Cette analyse ne met en évidence aucun signal significatif,
renforçant de nouveau l’hypothèse d’une nature extrêmement faible
des interactions de la matière noire. Dans le contexte international
actuel, les nouveaux résultats de la collaboration XENON sont
particulièrement troublants puisqu’ils rejettent avec une précision
sans égale l’ensemble des modèles proposés par les théoriciens dans
ce cadre, en particulier, ceux qui avaient été proposés afin
d’expliquer les observations de la collaboration
DAMA/LIBRA. La controverse scientifique autour de la nature de
la matière noire devrait donc être relancée autour d’un sujet
toujours aussi mystérieux, encore positionné à la frontière de nos
connaissances et de notre imagination.
Soutenue par le Conseil Régional des Pays de la Loire, l’Ecole des
Mines de Nantes, le CNRS et l’Université de Nantes, l’équipe Xénon
du laboratoire Subatech, sous la responsabilité de Dominique Thers,
contribue depuis 2009 à la
collaboration XENON mise en place et dirigée par Elena Aprile de
l’Université Columbia à New-York. D’ores et déjà à l’origine de
nombreux records autour de l’observation directe de matière noire,
les membres de la collaboration ont réexaminé leurs données afin de
rechercher des interactions possibles de la matière noire avec les
électrons.
A propos de l’expérience
Le détecteur XENON100 utilise 62 kg de xénon liquide ultra-pur et
enregistre les signaux très faibles de charge électrique et de
lumière attendus dans les collisions des particules rares de matière
noire avec les atomes de xénon. L'expérience se situe dans le
laboratoire souterrain du Gran Sasso en Italie (LNGS), protégé
contre les rayonnements cosmiques par 1400 m de montagne.

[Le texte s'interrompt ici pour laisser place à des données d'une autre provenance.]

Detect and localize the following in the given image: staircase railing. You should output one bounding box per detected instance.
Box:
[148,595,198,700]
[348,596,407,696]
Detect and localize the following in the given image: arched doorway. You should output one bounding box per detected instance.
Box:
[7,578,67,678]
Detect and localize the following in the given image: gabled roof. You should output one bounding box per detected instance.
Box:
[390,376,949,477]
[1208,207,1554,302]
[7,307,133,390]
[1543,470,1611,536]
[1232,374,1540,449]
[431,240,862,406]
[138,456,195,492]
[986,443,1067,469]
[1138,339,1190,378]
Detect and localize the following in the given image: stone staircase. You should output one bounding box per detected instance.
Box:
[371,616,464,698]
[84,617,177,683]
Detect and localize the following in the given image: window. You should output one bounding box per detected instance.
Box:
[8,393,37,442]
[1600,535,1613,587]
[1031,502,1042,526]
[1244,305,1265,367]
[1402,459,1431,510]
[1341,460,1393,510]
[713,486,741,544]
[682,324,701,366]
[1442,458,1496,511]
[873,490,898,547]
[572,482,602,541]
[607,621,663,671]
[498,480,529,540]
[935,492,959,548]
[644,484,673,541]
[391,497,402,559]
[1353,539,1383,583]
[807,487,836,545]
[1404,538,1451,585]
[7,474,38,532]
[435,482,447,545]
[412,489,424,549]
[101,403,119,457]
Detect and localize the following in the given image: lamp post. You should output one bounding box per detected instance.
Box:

Contrairement à DAMA/LIBRA, également situé dans le LNGS, XENON100
est capable de distinguer entre la diffusion sur les noyaux et sur
les électrons des atomes.
Pour exclure des signaux de bruit de fond provenant de la
radioactivité résiduelle localisée aux environs du détecteur, seuls
les événements détectés dans les 34 kg de xénon liquide de la partie
centrale sont considérés comme des signaux possibles. En outre, des
couches de cuivre, de polyéthylène, de plomb, et d’eau protègent le
détecteur de ce bruit de fond. Grâce à toutes ces précautions, le
signal de bruit de fond est plus faible d'un facteur 100 par rapport
à celui mesuré par DAMA/LIBRA et même plus petit que l'amplitude de
la modulation annuelle mesurée.
Dans ce contexte, la collaboration XENON a analysé ses données afin
d’estimer le taux de diffusions sur les électrons des atomes et de
rechercher des variations temporelles potentielles. Pour cela, il a
été crucial de bénéficier de la très grande stabilité du détecteur
pendant les 225 jours effectifs de l'acquisition de données qui
s’est déroulée sur une période totale d'environ 500 jours.

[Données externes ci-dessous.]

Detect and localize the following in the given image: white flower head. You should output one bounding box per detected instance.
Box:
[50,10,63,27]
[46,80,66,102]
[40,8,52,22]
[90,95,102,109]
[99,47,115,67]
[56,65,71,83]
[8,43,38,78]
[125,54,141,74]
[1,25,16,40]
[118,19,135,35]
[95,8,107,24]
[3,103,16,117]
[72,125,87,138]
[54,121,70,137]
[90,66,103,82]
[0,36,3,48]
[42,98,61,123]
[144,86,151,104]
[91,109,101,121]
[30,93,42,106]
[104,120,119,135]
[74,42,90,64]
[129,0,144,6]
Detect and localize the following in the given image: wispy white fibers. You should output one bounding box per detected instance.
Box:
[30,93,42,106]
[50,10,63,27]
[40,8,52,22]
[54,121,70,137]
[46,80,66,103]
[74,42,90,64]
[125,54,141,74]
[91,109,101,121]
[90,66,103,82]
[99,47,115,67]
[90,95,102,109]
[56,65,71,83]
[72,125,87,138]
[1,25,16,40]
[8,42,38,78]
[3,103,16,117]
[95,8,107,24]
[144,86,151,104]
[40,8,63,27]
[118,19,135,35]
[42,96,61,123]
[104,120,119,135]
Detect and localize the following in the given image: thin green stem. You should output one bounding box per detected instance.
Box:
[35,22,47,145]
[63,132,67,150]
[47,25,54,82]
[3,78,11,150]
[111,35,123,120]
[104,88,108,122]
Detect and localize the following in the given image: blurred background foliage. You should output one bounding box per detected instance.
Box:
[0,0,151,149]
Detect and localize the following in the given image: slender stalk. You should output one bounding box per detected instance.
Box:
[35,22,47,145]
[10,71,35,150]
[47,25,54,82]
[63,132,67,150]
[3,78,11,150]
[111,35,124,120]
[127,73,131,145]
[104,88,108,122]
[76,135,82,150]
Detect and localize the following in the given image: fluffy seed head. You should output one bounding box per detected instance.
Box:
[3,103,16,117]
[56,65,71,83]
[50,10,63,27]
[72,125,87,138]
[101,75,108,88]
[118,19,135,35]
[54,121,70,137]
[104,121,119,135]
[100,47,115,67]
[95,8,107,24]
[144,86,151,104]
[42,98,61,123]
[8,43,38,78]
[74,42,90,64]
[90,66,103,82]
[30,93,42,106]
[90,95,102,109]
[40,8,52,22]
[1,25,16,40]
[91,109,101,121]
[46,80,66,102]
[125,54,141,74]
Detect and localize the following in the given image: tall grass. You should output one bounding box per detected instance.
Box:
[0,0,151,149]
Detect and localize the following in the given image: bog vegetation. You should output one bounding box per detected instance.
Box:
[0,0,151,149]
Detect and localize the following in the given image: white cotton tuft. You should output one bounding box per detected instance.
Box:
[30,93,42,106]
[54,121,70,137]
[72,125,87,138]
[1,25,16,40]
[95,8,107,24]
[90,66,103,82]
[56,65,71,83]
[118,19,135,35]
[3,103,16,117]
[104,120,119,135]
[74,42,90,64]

Les scientifiques ont également analysé tous les paramètres
thermodynamiques pertinents du détecteur et vérifié la stabilité de
l'analyse et des contributions du bruit de fond. Ils ont cherché
d’éventuelles variations dans le temps du signal de matière noire au
moyen d’une méthode d’analyse spécifique. Aucune modulation
significative du signal n'a été trouvée dans les données couvrant
les 500 jours - ce qui est en contradiction avec l'observation de
DAMA/LIBRA.
Références :
Exclusion
of leptophilic dark matter models using XENON100 electronic recoil
data. The XENON Collaboration, Science, le 25 août 2015.
Search
for Event Rate Modulation in XENON100 Electronic Recoil Data.
E. Aprile et al. (XENON Collaboration), Physique Review Letters,
115, 091302. 28 Août 2015.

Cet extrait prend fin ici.